Historically, people with severe AOD problems have had wars declared against them and have been subjected to invasive and unconscionable practices (e.g., mandatory sterilization laws) because this culture defined them as less than human and depicted them as both dangerous and hopeless (e.g., “once an addict, always an addict”).  We need a new language that is hope-infused, recovery-focused, and family-centered.  We need a new language that reflects and conveys diverse pathways and styles of recovery.  The words and metaphors that permeate White Bison will differ from those that permeate the Recovery Alliance of El Paso or PRO-ACT’s Woman’s Recovery Center in Pennsylvania.  We can expand our menu of catalytic words and metaphors at the same time we formulate a common vocabulary that will best enhance a national message that clearly and passionately conveys the living reality of long-term recovery from addiction.

I urge you to participate in these discussions and debates about language.  This is not about superficial political correctness.  It is about the future of recovery in America. It is time we embraced a new language that helps us talk about how we heal ourselves, our families and our communities.  It is time we as a country abandoned a rhetoric that declares war on our own people.

Source: The William L. White Papers blog. (Used with permission.)

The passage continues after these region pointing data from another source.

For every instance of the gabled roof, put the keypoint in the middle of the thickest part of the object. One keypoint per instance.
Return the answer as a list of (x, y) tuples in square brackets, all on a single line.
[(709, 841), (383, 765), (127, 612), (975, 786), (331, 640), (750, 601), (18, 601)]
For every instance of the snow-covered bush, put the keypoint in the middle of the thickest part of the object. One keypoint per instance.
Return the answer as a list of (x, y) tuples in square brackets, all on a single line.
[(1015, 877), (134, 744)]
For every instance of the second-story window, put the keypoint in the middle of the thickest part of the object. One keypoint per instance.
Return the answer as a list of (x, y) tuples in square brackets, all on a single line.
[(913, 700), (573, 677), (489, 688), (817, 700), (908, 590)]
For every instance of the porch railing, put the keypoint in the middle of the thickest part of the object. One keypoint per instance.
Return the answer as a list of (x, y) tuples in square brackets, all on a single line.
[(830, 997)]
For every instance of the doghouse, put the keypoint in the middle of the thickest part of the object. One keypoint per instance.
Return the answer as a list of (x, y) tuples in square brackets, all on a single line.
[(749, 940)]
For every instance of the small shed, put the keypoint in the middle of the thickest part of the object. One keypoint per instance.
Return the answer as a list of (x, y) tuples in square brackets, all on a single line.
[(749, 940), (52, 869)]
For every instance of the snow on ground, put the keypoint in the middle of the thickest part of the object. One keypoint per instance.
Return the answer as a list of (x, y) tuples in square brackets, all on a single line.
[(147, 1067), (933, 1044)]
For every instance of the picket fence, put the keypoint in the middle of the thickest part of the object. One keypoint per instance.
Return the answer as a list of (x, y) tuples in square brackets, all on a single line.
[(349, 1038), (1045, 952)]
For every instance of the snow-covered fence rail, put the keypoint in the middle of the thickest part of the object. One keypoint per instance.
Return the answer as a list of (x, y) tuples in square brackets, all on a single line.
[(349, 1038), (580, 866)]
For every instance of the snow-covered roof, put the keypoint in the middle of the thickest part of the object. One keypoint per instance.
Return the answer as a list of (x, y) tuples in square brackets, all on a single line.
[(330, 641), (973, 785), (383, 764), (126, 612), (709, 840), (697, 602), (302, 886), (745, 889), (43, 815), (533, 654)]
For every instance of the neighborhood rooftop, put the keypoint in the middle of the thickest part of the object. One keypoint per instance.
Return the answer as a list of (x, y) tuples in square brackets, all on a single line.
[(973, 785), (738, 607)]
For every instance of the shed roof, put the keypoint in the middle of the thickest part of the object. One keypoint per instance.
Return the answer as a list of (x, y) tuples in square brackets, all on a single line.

William L. White is an Emeritus Senior Research Consultant at Chestnut Health Systems / Lighthouse Institute and past-chair of the board of Recovery Communities United. Bill has a Master’s degree in Addiction Studies and has worked full time in the addictions field since 1969 as a streetworker, counselor, clinical director, researcher and well-traveled trainer and consultant. He has authored or co-authored more than 400 articles, monographs, research reports and book chapters and 17 books. His book, Slaying the Dragon – The History of Addiction Treatment and Recovery in America, received the McGovern Family Foundation Award for the best book on addiction recovery. Bill’s sustained contributions to the field have been acknowledged by awards from the National Association of Addiction Treatment Providers, the National Council on Alcoholism and Drug Dependence, NAADAC: The Association of Addiction Professionals, the American Society of Addiction Medicine, and the Native American Wellbriety Movement. Bill’s widely read papers on recovery advocacy have been published by the Johnson Institute in a book entitled Let’s Go Make Some History: Chronicles of the New Addiction Recovery Advocacy Movement.